Governing Global Antimicrobial Resistance: 6 Key Lessons From the Paris Climate Agreement
Isaac Weldon, MSc, Susan Rogers Van Katwyk, PhD, Gian Luca Burci, Dr Giur, Thana C. de Campos, DPhil, Mark Eccleston-Turner, PhD, Helen R. Fryer, DPhil, Alberto Giubilini, PhD, Thomas Hale, PhD, Mark Harrison, DPhil, Stephanie Johnson, PhD, Claas Kirchhelle, DPhil, Kelley Lee, DPhil, Kathleen Liddell, DPhil, Marc Mendelson, PhD, Gorik Ooms, PhD, James Orbinski, MD, MSc, MA,
Laura J. V. Piddock, PhD, John-Arne Røttingen, MD, PhD, Julian Savulescu, PhD, Andrew C. Singer, PhD, A. M. Viens, PhD, Clare Wenham, PhD, Mary E. Wiktorowicz, PhD, MSc, Shehla Zaidi, MD, PhD, and Steven J. Hoffman, JD, PhD, LLD
Abstract: Antimicrobial resistance (AMR) is among the most urgent global health challenges of our time.
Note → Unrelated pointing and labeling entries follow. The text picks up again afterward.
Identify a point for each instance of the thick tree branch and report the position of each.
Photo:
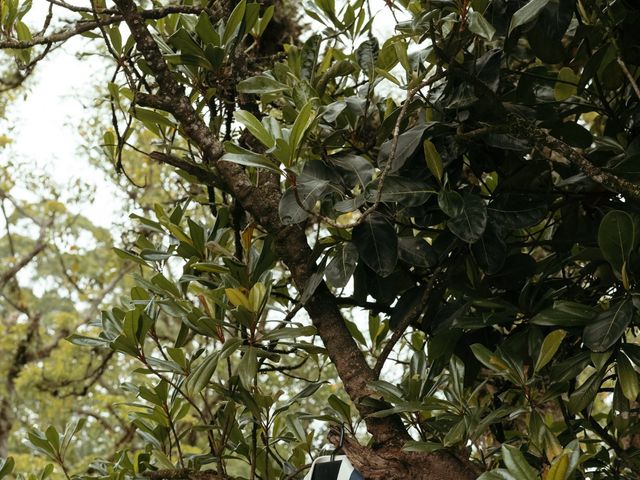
(262, 202)
(83, 26)
(524, 129)
(410, 317)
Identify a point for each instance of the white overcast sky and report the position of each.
(46, 123)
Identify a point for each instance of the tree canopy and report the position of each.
(429, 240)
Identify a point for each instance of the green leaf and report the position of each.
(627, 377)
(498, 474)
(405, 191)
(470, 224)
(450, 202)
(549, 347)
(255, 127)
(422, 447)
(302, 123)
(6, 466)
(617, 237)
(206, 30)
(341, 267)
(130, 256)
(407, 144)
(377, 244)
(527, 13)
(296, 203)
(366, 55)
(480, 26)
(514, 210)
(233, 24)
(241, 156)
(567, 84)
(341, 407)
(434, 161)
(261, 84)
(289, 332)
(490, 251)
(516, 463)
(151, 116)
(584, 395)
(566, 314)
(199, 377)
(248, 368)
(608, 327)
(417, 252)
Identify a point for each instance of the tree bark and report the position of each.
(292, 248)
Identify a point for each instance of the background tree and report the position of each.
(485, 223)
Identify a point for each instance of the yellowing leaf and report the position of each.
(566, 84)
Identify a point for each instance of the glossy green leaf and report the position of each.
(627, 377)
(247, 369)
(6, 466)
(405, 191)
(608, 327)
(434, 161)
(480, 26)
(566, 85)
(585, 393)
(417, 252)
(296, 203)
(340, 269)
(303, 121)
(408, 143)
(549, 347)
(234, 21)
(516, 464)
(242, 156)
(255, 127)
(617, 237)
(527, 13)
(566, 314)
(470, 223)
(261, 84)
(377, 244)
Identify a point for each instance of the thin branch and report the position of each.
(410, 316)
(83, 26)
(627, 74)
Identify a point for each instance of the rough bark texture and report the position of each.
(292, 248)
(395, 464)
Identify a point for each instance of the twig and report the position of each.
(627, 74)
(414, 312)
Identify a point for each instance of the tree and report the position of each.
(485, 223)
(58, 269)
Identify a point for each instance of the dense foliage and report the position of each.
(454, 207)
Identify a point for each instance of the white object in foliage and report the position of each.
(346, 472)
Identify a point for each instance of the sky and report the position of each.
(46, 123)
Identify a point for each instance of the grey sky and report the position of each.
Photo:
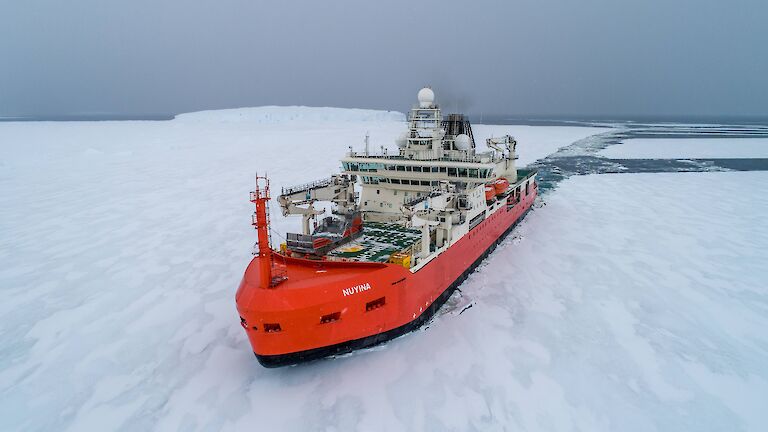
(535, 57)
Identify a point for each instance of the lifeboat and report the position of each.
(490, 193)
(500, 185)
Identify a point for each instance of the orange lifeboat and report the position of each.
(490, 193)
(501, 185)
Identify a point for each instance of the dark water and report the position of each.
(626, 121)
(582, 158)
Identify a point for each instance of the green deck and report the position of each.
(377, 242)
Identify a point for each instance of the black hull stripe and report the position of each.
(273, 361)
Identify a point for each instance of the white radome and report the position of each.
(426, 97)
(461, 141)
(402, 140)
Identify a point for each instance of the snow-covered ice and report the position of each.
(693, 148)
(625, 302)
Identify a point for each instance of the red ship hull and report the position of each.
(328, 307)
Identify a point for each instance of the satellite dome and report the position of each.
(402, 140)
(426, 97)
(462, 141)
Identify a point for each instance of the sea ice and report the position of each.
(623, 302)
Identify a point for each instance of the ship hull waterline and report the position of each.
(412, 299)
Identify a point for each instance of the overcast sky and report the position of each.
(518, 57)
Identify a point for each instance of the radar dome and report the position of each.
(461, 141)
(402, 140)
(426, 97)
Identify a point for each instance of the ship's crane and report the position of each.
(337, 189)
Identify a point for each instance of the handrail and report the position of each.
(306, 186)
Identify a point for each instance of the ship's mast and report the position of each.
(260, 197)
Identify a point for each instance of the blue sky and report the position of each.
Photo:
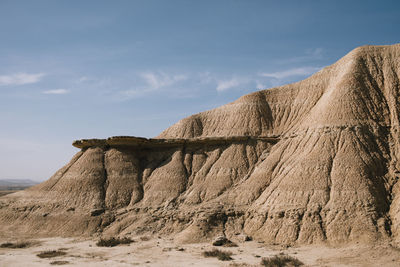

AMR can develop with each use of an antimicrobial, regardless of the setting. The ongoing use of the same antimicrobials across sectors and the ability of microbes to transfer among people, animals, food, and environments; spread across borders through global trade and travel; and bring entire economies to a halt means that every antimicrobial consumed has global implications. Some microbes have already developed resistance to all known antimicrobials, meaning previously curable diseases have become untreatable. If immediate action is not taken, the effectiveness of these vital medicines will continue to diminish, further undermining modern medicine’s ability to treat infectious diseases and perform essential medical procedures.